SLOT – Il Questore di Perugia vieta il gioco tra le 5 e le 10 del mattino

Il dottor Giuseppe Bisogno, Questore di Perugia da poche settimane, ha emanato lo scorso 1 marzo 2018 una nuova tabella dei giochi proibiti, che va a sostituire quella in vigore dal 26 maggio 2006. Nel nuovo documento il Questore competente per la provincia di Perugia ha introdotto alcune disposizioni particolarmente importanti per gli esercizi pubblici e le sale gioco, in particolare in materia di orari di attivazione degli apparecchi slot machine e di accesso al gioco fisico e online.

I nuovi orari per giocare alle slot a Perugia

Ecco cosa si legge nel documento: “È vietato il gioco dalle ore 5,00 alle ore 10,00 e durante la protrazione dell’orario di chiusura del pubblico esercizio“. E ancora: “È vietato organizzare, gestire o partecipare a scommesse se non nel caso espressamente autorizzati ai sensi dell’art. 88 Tulps. È vietato mettere a disposizione apparecchiature che attraverso la connessione telematica consentano ai clienti di giocare sulle piattaforme di gioco predisposte dai concessionari online, da parte di soggetti autorizzati all’esercizio dei giochi a distanza ovvero di soggetti privi di un titolo concessorio o autorizzatorio rilasciato dalle competenti autorità“.

Il provvedimento del Questore ricorda che gli apparecchi devono essere conformi alle specifiche stabilite dall’art. 110 Tulps, cita il divieto di installare apparecchi che contengano sequenze particolarmente crude o brutali che possano creare turbamento o forme imitative nei minori che partecipino al gioco o che vi siano spettatori.
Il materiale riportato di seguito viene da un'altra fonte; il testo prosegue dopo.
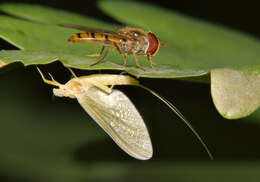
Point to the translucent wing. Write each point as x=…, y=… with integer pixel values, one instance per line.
x=116, y=114
x=94, y=30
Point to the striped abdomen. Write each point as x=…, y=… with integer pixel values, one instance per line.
x=95, y=38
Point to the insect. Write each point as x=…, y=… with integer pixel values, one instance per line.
x=113, y=111
x=126, y=40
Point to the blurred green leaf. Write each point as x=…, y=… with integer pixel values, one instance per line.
x=236, y=94
x=193, y=47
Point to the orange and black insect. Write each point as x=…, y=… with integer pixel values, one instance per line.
x=126, y=40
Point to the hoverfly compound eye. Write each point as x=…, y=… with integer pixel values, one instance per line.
x=153, y=44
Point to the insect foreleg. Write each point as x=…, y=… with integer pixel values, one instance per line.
x=137, y=63
x=149, y=57
x=101, y=59
x=124, y=60
x=99, y=54
x=50, y=82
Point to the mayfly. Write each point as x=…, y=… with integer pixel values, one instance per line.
x=126, y=40
x=113, y=111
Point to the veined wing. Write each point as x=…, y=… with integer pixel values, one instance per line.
x=116, y=114
x=93, y=30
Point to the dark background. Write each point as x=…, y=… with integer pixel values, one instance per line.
x=229, y=140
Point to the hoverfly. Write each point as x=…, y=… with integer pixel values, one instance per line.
x=113, y=111
x=126, y=40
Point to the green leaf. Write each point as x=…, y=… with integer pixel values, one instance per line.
x=236, y=94
x=194, y=48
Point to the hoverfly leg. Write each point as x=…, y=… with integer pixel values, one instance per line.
x=101, y=59
x=99, y=54
x=124, y=60
x=152, y=63
x=137, y=63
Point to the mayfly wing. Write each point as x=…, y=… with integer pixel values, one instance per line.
x=93, y=30
x=116, y=114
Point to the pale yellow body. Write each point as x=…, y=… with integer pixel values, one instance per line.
x=113, y=110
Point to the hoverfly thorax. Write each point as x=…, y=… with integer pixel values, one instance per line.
x=127, y=41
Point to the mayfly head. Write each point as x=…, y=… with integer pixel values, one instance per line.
x=113, y=111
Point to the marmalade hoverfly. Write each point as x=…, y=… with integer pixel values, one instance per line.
x=126, y=40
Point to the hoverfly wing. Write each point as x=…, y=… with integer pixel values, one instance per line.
x=116, y=114
x=93, y=30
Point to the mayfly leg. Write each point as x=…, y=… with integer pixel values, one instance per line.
x=50, y=82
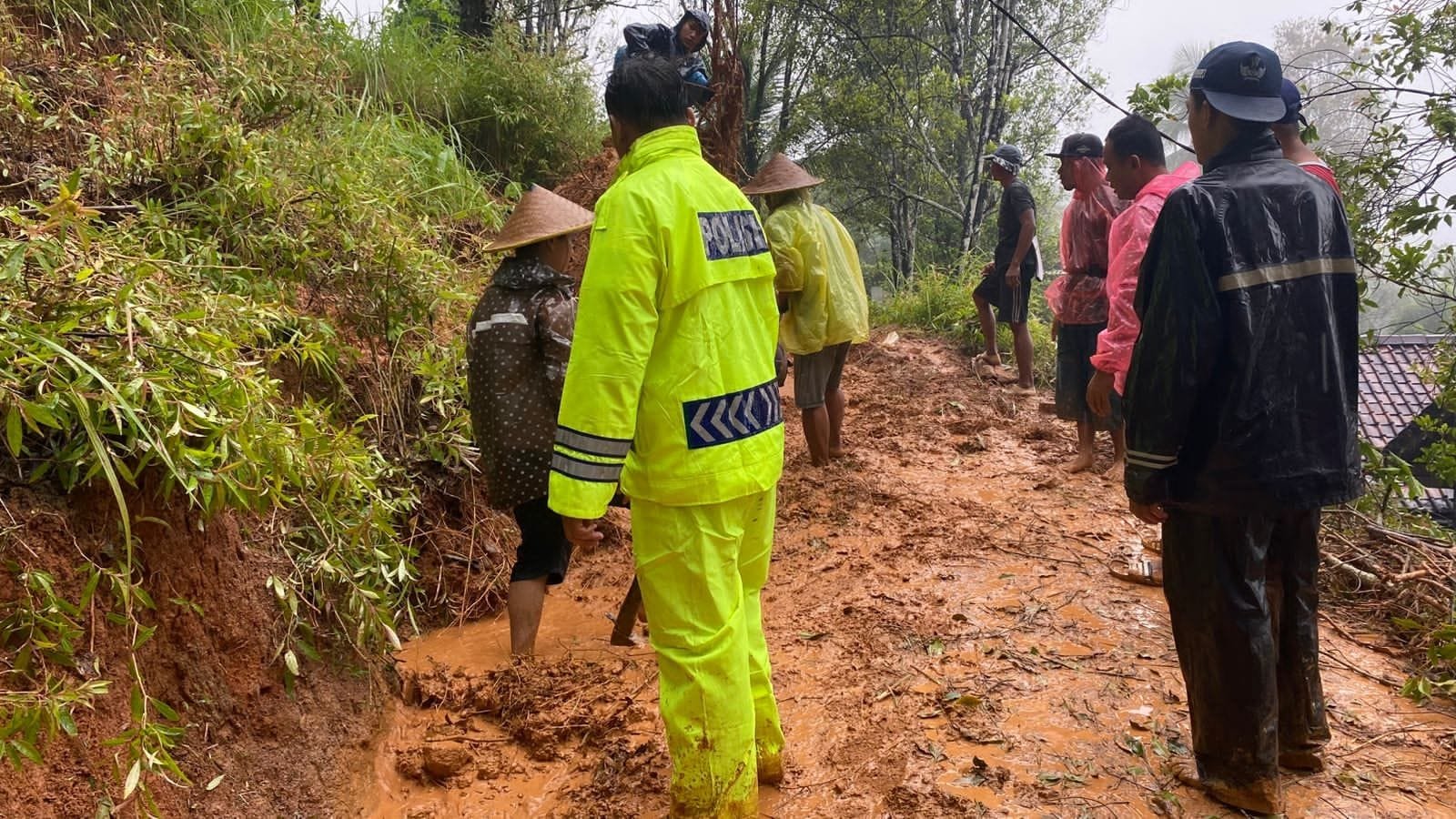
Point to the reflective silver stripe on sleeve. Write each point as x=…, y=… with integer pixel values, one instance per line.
x=1150, y=460
x=586, y=470
x=593, y=445
x=1285, y=273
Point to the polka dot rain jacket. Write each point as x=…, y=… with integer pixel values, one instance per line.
x=517, y=346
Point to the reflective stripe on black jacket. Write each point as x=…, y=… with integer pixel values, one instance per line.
x=1242, y=389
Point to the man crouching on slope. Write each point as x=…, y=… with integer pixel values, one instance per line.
x=672, y=390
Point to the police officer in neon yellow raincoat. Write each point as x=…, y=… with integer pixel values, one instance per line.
x=672, y=392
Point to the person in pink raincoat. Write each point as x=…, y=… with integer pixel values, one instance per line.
x=1077, y=298
x=1138, y=172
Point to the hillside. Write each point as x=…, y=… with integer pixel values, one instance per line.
x=237, y=248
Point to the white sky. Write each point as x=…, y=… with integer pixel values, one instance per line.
x=1140, y=36
x=1136, y=44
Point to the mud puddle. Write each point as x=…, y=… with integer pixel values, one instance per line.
x=945, y=636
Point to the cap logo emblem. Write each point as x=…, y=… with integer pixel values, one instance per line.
x=1252, y=69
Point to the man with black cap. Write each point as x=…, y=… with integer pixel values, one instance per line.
x=1006, y=281
x=1241, y=424
x=1289, y=131
x=1077, y=298
x=681, y=44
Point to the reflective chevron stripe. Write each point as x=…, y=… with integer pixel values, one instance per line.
x=732, y=417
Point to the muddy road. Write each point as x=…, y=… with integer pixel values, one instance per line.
x=945, y=636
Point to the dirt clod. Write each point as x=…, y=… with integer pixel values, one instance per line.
x=446, y=760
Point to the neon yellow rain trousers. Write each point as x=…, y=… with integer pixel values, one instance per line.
x=672, y=390
x=819, y=267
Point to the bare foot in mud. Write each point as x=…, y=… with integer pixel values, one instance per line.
x=1082, y=462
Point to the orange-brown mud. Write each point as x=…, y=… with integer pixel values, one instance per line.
x=945, y=636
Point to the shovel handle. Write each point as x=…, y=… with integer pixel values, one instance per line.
x=626, y=615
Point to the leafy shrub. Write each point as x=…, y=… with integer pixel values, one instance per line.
x=516, y=113
x=283, y=225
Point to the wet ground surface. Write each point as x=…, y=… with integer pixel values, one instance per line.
x=946, y=642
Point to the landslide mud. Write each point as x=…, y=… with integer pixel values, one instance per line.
x=945, y=636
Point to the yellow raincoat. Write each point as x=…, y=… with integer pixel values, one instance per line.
x=672, y=390
x=819, y=267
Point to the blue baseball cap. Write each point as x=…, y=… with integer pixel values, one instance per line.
x=1244, y=80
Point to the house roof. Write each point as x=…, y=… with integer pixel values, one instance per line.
x=1394, y=387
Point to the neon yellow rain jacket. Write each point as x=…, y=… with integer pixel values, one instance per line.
x=670, y=388
x=819, y=267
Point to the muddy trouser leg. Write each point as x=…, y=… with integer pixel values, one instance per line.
x=1293, y=593
x=753, y=567
x=696, y=567
x=1213, y=579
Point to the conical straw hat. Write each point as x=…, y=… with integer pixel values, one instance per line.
x=778, y=175
x=539, y=216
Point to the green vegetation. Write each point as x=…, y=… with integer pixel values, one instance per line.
x=262, y=319
x=939, y=302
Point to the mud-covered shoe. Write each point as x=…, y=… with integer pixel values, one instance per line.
x=1263, y=797
x=1302, y=761
x=771, y=768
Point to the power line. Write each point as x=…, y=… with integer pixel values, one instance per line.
x=1070, y=70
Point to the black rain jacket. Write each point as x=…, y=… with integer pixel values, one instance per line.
x=1242, y=390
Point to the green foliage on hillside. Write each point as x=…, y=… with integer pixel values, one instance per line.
x=233, y=266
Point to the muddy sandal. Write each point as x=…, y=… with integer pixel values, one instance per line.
x=1142, y=570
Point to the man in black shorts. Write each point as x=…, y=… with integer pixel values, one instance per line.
x=1006, y=281
x=517, y=346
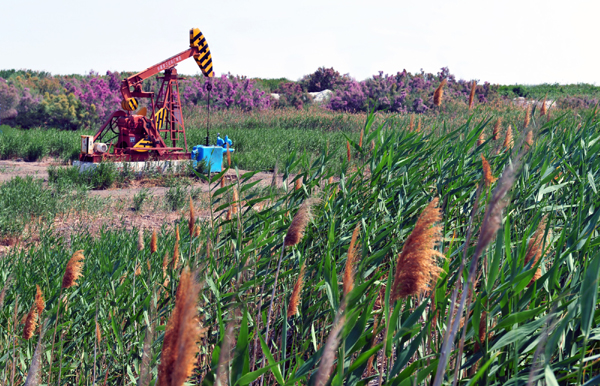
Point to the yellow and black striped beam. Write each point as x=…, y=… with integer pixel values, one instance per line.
x=203, y=58
x=129, y=104
x=160, y=115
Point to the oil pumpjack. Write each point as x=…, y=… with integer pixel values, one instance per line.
x=130, y=134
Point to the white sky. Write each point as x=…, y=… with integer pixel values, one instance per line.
x=522, y=41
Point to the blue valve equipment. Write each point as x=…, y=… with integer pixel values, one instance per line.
x=212, y=155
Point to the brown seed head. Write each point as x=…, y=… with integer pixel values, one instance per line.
x=527, y=117
x=295, y=298
x=529, y=140
x=496, y=133
x=182, y=334
x=140, y=240
x=192, y=219
x=348, y=282
x=544, y=109
x=416, y=267
x=481, y=139
x=488, y=177
x=30, y=323
x=439, y=93
x=298, y=225
x=472, y=95
x=508, y=140
x=73, y=270
x=235, y=199
x=40, y=303
x=534, y=248
x=165, y=263
x=153, y=247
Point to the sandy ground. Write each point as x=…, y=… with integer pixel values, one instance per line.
x=118, y=212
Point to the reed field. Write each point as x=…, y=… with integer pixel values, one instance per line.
x=462, y=252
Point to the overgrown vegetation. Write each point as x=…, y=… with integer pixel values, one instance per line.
x=26, y=203
x=502, y=291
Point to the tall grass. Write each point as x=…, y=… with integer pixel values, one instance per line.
x=543, y=330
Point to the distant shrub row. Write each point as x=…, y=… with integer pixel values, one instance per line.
x=33, y=99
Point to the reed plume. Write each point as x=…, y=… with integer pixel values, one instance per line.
x=275, y=173
x=481, y=334
x=508, y=140
x=529, y=140
x=30, y=323
x=348, y=282
x=488, y=177
x=228, y=156
x=153, y=239
x=182, y=333
x=192, y=220
x=439, y=93
x=544, y=109
x=496, y=132
x=481, y=139
x=73, y=270
x=3, y=292
x=330, y=349
x=295, y=298
x=416, y=267
x=165, y=263
x=472, y=95
x=175, y=259
x=140, y=240
x=535, y=248
x=98, y=333
x=40, y=303
x=33, y=374
x=235, y=199
x=349, y=155
x=298, y=225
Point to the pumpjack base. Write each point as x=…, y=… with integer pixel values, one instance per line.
x=133, y=157
x=162, y=166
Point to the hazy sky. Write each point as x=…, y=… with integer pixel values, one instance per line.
x=524, y=41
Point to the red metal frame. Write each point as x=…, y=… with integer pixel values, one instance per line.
x=129, y=128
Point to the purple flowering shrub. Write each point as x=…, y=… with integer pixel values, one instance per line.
x=228, y=92
x=292, y=95
x=402, y=92
x=323, y=79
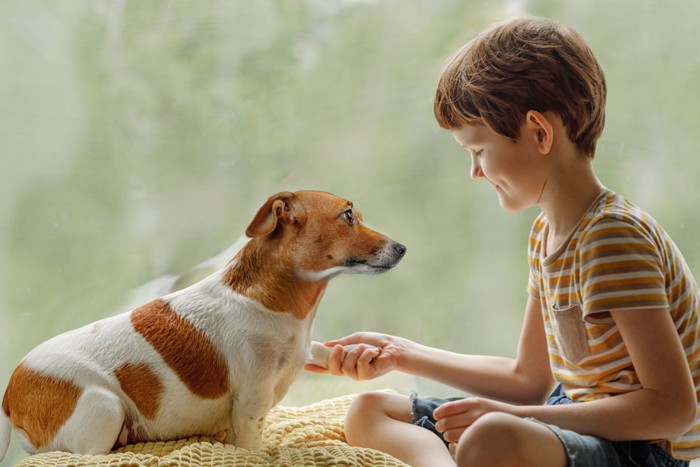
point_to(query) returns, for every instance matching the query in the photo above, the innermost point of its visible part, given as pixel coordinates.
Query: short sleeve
(621, 267)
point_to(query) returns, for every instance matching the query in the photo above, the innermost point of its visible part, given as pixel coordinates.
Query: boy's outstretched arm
(663, 408)
(527, 379)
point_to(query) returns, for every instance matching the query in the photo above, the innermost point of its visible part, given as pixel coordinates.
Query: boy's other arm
(665, 406)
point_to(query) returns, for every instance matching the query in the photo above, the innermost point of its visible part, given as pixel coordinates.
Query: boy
(611, 323)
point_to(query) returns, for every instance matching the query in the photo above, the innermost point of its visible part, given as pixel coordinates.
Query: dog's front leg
(248, 419)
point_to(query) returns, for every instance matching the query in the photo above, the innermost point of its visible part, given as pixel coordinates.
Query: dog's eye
(349, 217)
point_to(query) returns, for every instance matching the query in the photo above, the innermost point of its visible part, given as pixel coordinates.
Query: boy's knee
(495, 439)
(369, 408)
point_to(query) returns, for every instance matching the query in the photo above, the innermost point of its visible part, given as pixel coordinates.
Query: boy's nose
(476, 172)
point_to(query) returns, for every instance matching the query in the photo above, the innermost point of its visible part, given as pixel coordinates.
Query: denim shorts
(581, 450)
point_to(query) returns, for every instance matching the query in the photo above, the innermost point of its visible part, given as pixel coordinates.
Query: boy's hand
(455, 417)
(371, 356)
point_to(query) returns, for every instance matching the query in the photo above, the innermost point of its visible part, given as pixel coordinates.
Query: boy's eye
(349, 217)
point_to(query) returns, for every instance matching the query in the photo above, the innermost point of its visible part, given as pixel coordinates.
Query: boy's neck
(567, 197)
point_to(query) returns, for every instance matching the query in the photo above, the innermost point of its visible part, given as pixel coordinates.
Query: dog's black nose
(399, 249)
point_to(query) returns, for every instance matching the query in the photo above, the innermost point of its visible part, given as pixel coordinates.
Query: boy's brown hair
(520, 65)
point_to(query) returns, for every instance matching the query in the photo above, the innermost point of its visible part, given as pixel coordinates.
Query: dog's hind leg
(95, 425)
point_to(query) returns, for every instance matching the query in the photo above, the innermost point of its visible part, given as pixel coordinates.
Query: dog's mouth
(383, 259)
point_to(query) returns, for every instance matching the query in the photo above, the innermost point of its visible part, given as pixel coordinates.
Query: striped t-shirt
(618, 257)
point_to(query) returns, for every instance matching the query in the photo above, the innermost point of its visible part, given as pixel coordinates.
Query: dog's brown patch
(39, 404)
(271, 281)
(142, 386)
(190, 354)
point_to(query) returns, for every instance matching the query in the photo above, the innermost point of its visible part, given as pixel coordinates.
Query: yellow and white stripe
(618, 257)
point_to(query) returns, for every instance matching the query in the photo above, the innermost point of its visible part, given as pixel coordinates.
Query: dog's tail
(5, 431)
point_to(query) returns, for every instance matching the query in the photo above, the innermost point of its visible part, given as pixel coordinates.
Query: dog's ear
(283, 207)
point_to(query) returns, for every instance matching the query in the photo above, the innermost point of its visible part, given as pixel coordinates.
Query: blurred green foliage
(138, 138)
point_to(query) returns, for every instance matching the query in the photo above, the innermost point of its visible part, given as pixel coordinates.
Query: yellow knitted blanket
(294, 436)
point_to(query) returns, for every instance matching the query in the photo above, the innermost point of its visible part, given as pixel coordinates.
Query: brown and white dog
(214, 357)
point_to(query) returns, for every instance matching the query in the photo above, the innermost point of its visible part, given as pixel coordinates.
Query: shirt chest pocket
(570, 333)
Sui comma 6 ricorda che dovrà essere esposto il cartello di partecipazione al gioco ai minori di anni 18, mentre l’utilizzo delle altre tipologie di apparecchi è vietato ai minori di anni 16.

Gli altri obblighi per i locali

Si ricorda inoltre l’obbligo di esposizione all’ingresso e all’interno dei locali di targhe riportante il materiale informativo predisposto dalla Asl relativamente ai rischi correlati al gioco e ai servizi di assistenza pubblici o privati presenti sul territorio.

È fatto obbligo, infine, di riportare su schedine o tagliandi ovvero di applicare sugli apparecchi comma 6 tulps gli avvertimenti sul rischio di dipendenza della pratica dei giochi con vincita in denaro nonché le relative probabilità di gioco.

PressGiochi segnala che le violazioni alle disposizioni della tabella dei giochi sono sanzionate ai sensi degli artt. 9, 17, 110 TULPS.